# Rough Sawn at Fleet Farm



## mmax (Dec 9, 2008)

I just noticed in the Fleet Farm ad that came with the Mpls. Star and Tribune this weekend that they are now carrying rough sawn lumber in oak, cherry, walnut, maple, etc. Has anyone had a chance to check out the quallity of their lumber?


----------



## DocSavage45 (Aug 14, 2010)

What part of MN are you in? I'm in Southern MN. Maybe it's a local saw mill? Have a few guys around here who sell lumber.


----------



## mmax (Dec 9, 2008)

I'm 35 miles north of Mpls.


----------



## JL7 (Apr 13, 2010)

Hey mmax - I'm in Fridley (went to school in St. Francis, BTW…) - I was at the Fleet Farm in Osseo a few weeks ago and noticed they has some hardwood - it looked like S4S (like Menards carries) but I couldn't stop to check it out - was there with a co-worker to pick up some work parts.
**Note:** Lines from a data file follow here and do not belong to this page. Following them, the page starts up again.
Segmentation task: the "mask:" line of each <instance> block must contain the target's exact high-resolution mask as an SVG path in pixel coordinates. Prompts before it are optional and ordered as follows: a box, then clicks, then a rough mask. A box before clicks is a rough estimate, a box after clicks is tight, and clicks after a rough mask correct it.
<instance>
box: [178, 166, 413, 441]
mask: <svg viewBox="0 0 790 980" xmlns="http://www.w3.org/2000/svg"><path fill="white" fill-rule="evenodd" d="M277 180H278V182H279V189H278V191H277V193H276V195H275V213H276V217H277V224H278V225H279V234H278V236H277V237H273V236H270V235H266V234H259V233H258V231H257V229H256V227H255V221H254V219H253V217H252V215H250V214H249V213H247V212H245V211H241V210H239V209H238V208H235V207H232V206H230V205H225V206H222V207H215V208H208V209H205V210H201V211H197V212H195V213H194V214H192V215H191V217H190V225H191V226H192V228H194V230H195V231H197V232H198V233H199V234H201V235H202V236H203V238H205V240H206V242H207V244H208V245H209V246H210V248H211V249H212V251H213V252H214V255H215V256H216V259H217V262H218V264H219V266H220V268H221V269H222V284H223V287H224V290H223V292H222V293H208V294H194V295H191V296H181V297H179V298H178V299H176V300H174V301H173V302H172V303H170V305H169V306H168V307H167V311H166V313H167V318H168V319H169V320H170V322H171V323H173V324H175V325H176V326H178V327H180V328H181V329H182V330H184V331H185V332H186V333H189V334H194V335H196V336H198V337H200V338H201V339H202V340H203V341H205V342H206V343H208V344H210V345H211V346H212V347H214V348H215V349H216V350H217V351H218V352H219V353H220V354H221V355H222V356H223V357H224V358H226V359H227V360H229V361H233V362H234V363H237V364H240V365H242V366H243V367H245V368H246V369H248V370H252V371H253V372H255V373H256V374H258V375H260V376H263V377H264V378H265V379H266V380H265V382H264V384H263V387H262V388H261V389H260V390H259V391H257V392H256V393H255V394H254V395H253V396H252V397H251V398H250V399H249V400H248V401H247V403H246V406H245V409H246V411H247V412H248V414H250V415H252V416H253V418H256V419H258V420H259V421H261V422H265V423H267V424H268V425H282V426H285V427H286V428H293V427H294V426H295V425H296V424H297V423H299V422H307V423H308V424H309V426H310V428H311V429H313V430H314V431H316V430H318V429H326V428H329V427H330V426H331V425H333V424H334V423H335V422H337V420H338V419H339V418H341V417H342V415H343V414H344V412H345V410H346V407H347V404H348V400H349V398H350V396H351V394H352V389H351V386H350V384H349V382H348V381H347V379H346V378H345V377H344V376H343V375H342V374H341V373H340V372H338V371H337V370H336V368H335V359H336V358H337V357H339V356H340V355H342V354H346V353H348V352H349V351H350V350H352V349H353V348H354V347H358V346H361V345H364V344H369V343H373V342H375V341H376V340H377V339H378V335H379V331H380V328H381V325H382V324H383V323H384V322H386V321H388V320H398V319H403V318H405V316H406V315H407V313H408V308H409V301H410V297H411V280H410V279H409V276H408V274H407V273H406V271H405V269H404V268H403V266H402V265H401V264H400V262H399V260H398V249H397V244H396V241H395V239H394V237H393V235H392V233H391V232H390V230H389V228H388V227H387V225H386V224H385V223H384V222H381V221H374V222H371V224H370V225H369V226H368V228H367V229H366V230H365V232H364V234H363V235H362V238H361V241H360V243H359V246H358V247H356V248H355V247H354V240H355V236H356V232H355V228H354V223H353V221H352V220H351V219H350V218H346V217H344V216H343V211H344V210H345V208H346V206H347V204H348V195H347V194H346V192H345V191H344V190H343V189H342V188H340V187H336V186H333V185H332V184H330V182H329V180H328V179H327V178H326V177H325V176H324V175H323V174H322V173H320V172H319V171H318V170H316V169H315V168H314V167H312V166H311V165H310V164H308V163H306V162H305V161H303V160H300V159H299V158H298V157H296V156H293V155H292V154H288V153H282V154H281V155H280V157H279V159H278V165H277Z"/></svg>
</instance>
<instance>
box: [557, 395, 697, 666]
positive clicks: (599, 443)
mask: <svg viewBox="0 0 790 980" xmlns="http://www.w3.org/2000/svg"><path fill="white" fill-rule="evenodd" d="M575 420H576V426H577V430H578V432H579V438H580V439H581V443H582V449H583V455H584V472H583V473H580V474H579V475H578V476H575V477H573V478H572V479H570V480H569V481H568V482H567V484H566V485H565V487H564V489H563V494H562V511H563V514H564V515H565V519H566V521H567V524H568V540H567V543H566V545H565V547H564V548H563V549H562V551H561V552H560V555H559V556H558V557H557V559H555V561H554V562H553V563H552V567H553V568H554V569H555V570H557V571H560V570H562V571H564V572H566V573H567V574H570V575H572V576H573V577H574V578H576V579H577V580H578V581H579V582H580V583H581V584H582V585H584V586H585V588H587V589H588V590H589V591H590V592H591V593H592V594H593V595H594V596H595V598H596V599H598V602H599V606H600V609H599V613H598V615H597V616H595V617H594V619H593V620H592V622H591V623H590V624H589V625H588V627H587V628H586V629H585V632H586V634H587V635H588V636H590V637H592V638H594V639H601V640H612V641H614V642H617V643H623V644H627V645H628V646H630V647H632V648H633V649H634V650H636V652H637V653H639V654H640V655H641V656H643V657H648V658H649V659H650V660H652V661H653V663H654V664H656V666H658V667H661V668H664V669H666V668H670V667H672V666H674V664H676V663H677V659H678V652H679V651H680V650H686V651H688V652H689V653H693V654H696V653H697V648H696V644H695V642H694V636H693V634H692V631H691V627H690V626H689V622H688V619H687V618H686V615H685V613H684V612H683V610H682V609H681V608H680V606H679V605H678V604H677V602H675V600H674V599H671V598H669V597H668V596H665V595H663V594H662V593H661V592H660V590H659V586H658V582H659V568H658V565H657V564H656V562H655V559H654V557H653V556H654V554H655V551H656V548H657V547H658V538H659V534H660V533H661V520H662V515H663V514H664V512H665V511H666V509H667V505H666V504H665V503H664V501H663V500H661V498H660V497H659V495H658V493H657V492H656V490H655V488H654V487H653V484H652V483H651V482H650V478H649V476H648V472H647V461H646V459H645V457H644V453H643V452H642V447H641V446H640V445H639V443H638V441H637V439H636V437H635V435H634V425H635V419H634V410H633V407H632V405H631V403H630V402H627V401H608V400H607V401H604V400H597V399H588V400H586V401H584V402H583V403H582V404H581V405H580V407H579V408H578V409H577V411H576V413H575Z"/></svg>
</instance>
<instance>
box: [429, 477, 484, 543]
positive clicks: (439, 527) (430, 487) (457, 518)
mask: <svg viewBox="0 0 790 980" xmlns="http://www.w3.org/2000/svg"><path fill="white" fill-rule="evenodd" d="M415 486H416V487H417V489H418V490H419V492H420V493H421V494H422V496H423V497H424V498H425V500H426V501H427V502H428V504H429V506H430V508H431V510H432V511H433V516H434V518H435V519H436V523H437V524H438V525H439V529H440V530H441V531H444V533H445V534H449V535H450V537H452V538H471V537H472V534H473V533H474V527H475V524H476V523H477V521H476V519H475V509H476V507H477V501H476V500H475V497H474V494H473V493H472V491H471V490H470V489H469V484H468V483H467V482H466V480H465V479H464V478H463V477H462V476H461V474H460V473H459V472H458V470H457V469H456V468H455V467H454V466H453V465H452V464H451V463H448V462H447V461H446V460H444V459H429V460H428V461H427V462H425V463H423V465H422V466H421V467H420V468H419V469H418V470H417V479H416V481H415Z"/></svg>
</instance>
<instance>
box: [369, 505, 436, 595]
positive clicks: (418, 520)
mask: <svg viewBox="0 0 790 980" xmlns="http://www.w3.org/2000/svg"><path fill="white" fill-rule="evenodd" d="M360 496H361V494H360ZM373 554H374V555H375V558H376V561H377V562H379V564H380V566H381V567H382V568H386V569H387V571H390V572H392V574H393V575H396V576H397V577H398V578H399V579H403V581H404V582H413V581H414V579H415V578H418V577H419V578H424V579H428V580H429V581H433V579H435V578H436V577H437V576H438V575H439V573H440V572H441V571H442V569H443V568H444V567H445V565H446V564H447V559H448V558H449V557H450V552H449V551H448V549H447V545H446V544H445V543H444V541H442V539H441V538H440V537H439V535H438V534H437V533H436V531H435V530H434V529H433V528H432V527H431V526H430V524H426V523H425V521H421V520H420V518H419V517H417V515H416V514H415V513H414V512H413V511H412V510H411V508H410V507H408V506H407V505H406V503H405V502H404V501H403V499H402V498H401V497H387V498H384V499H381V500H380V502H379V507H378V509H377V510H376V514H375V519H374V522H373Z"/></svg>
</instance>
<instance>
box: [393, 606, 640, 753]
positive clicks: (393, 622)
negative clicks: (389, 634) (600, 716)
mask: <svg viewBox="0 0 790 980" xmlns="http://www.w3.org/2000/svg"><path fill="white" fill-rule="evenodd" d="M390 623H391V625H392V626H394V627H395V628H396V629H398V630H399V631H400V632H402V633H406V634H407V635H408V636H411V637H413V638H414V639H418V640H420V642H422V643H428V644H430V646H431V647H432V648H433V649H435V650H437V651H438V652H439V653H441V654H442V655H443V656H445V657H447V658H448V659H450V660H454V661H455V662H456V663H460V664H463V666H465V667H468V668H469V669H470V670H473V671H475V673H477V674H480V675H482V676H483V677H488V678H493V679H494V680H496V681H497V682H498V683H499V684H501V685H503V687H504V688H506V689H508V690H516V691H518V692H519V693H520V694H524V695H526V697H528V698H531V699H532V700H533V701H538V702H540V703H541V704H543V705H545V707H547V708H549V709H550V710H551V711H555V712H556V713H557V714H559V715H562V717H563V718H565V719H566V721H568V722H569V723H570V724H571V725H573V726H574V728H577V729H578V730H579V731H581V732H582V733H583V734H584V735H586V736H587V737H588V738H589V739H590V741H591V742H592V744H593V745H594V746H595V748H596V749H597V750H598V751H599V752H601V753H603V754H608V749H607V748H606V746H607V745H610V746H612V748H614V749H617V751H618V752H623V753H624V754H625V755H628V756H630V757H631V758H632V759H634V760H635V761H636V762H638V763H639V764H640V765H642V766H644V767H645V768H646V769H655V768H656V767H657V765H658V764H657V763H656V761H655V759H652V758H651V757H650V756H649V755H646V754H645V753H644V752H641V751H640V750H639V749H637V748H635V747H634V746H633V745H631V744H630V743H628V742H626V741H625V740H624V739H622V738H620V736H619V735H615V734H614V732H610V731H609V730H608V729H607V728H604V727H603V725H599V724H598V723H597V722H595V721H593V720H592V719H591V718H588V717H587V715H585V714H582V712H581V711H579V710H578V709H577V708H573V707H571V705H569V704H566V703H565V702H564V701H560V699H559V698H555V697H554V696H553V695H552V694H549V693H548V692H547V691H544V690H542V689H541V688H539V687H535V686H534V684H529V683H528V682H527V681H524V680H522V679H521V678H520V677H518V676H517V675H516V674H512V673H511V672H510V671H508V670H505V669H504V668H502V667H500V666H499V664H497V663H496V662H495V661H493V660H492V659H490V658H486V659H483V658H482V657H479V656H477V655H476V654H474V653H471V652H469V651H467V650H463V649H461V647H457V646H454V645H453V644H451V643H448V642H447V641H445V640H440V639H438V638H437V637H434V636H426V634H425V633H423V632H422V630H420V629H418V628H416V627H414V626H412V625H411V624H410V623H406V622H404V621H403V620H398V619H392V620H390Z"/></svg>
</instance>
I will make a point to stop in again and check it out.

Jeff


----------



## MrsN (Sep 29, 2008)

I have seen it at fleet farm, and it appeared to be a decent quality. Not all shrink-wraped like the S4S that Menards has. I don't know how the selection varies at each store, or how often they get new stock.


----------



## Danimal (Apr 24, 2011)

Bought 30 bf nice stuff


----------